Pineapple Ham Steaks

1 1/2 cups pineapple juice
1/4 cup brown sugar, packed
2 teaspoons butter, melted
1 1/2 tablespoons dry mustard
1 garlic clove, minced
1/4 teaspoon paprika
2 lbs ham steaks
Mix pineapple juice, brown sugar, butter, mustard, garlic, and paprika. Place ham steaks in freezer bag, seal, label, and freeze.  To serve: Allow ham to thaw in the refrigerator (mine took about 24 hours). Remove ham steaks from marinade and discard marinade. Grill steaks until done.
8  Servings

Pineapple Glazed Chicken Breasts

2 tablespoons Dijon mustard
2 tablespoons frozen (thawed) pineapple juice concentrate
1 clove garlic, minced
1 tablespoon chopped fresh rosemary or 1 teaspoon dried rosemary leaves
1/4 teaspoon salt
1/8 teaspoon pepper
2 boneless skinless chicken breast halves (5 oz each)
1 teaspoon olive oil
2 slices (1/2 inch thick) fresh pineapple, rind removed
Heat gas or charcoal grill.

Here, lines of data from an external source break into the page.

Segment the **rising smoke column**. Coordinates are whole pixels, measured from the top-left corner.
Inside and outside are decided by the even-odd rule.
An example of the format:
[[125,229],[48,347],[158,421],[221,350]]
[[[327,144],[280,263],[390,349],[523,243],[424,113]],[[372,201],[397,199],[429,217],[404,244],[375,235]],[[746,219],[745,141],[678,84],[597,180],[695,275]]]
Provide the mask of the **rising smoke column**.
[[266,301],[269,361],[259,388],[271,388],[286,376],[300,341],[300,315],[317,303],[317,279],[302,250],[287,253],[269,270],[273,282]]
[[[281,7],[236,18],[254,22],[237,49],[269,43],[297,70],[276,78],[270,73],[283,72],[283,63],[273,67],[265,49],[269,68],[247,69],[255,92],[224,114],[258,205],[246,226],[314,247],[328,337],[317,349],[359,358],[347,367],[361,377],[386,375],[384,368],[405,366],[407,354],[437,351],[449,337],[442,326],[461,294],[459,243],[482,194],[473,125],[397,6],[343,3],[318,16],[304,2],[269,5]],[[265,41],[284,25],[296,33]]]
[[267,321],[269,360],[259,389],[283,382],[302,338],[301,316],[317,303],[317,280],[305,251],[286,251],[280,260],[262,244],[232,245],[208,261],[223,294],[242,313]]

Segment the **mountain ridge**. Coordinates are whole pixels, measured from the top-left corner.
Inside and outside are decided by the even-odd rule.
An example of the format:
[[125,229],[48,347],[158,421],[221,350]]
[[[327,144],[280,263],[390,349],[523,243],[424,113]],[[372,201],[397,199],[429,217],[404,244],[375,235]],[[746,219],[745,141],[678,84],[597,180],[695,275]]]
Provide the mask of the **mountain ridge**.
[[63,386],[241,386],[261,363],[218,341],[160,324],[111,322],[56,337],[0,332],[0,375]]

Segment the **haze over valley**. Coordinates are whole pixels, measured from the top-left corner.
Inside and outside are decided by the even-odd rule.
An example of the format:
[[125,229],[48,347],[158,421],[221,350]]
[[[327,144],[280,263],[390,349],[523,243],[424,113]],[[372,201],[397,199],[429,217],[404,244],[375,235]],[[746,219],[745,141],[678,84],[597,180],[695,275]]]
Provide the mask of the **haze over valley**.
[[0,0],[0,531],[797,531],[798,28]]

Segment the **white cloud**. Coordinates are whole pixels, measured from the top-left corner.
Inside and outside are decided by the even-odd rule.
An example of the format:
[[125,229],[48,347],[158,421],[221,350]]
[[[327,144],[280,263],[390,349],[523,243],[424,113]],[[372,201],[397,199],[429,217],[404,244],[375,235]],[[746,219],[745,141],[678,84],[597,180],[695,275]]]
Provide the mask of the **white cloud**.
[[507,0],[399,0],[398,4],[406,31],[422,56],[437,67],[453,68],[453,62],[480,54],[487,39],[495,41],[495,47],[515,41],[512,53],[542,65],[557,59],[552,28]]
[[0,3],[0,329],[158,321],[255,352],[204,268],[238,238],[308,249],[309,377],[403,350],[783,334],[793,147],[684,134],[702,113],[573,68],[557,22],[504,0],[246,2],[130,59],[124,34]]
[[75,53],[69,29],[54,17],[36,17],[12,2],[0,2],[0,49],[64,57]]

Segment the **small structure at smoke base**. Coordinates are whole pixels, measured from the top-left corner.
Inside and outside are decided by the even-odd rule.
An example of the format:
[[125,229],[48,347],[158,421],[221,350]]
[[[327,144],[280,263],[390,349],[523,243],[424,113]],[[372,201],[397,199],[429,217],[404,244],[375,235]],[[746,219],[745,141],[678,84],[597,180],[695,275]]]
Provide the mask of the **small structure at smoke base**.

In small bowl, mix mustard and juice concentrate; reserve 2 tablespoons. Into remaining mixture, stir garlic, rosemary, salt and pepper; set aside. When grill is heated, rub chicken breast halves with oil. Place chicken on gas grill over medium heat or on charcoal grill over medium coals; cover grill. Cook 5 minutes. Add pineapple to grill; brush with rosemary mixture. Turn chicken; brush with rosemary mixture. Cover grill; cook 6 to 8 minutes longer, brushing chicken occasionally with rosemary mixture and turning chicken and pineapple once, until chicken is fork-tender and juices run clear. Discard any remaining rosemary mixture.  Place chicken on serving plates. Spoon reserved 2 tablespoons mustard mixture over chicken. Halve or quarter pineapple slices; serve with chicken.